The part of the brain that handles space perception is bigger in boys and they are better at thinking about objects in three dimensions. This spatial ability is one of the most noticeable sex differences and it gets more pronounced through childhood and adolescence. In school, boys tend to do better at spatial subjects such as geometry.


By age 2 boys are noticeably more physical than girls. They typically start walking three to four months earlier than girls do and usually outperform them in motor skills such as running and climbing.  Girls, however, develop fine motor skills much earlier and race past boys in tasks such as holding a crayon, using eating utensils, zipping a jacket, and learning to write. This head start will stick with them until preschool. 

Girls start using non-verbal gestures like pointing or “waving bye-bye” earlier than boys.
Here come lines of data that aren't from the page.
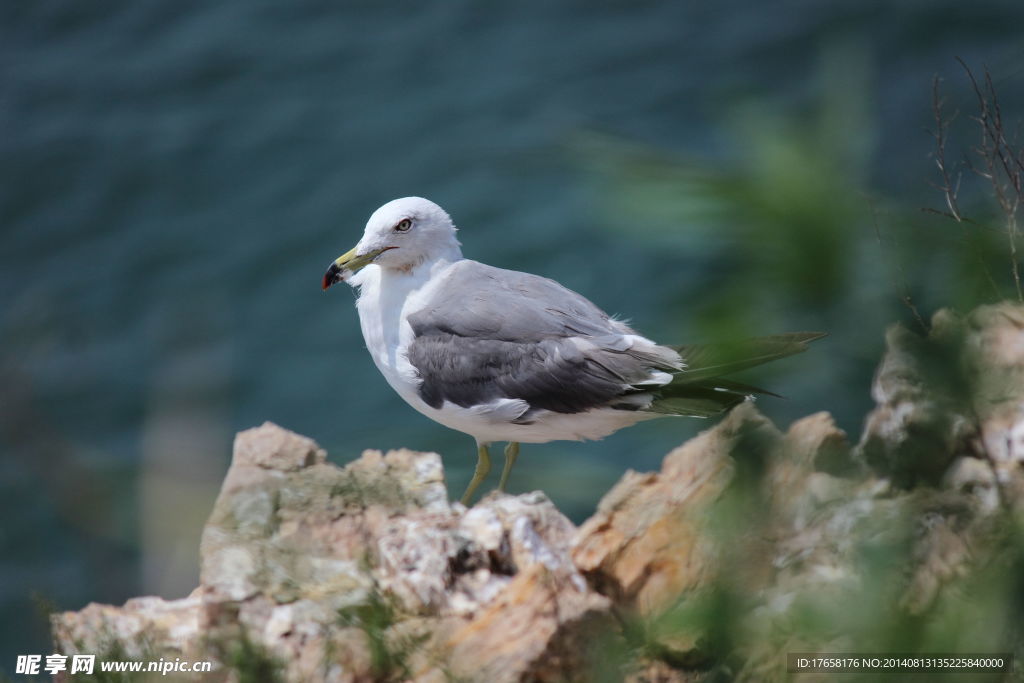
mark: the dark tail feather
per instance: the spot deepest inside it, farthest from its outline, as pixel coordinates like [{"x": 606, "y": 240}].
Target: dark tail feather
[
  {"x": 699, "y": 390},
  {"x": 706, "y": 360}
]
Girls understand what you're saying before boys do and start speaking earlier (at around 12 months versus 13 to 14 months for boys).  At 16 months baby girls can produce as many as 100 words, while the average boy only manages 30. However, at about 2 ½, both boys and girls have approximately 500 words in their vocabulary.

Baby boys are better at keeping track of moving objects.  They are about two months ahead of girls when it comes to figuring out the laws of motion (that if you roll a ball under a couch, for example, it will take a few seconds to come out on the other side).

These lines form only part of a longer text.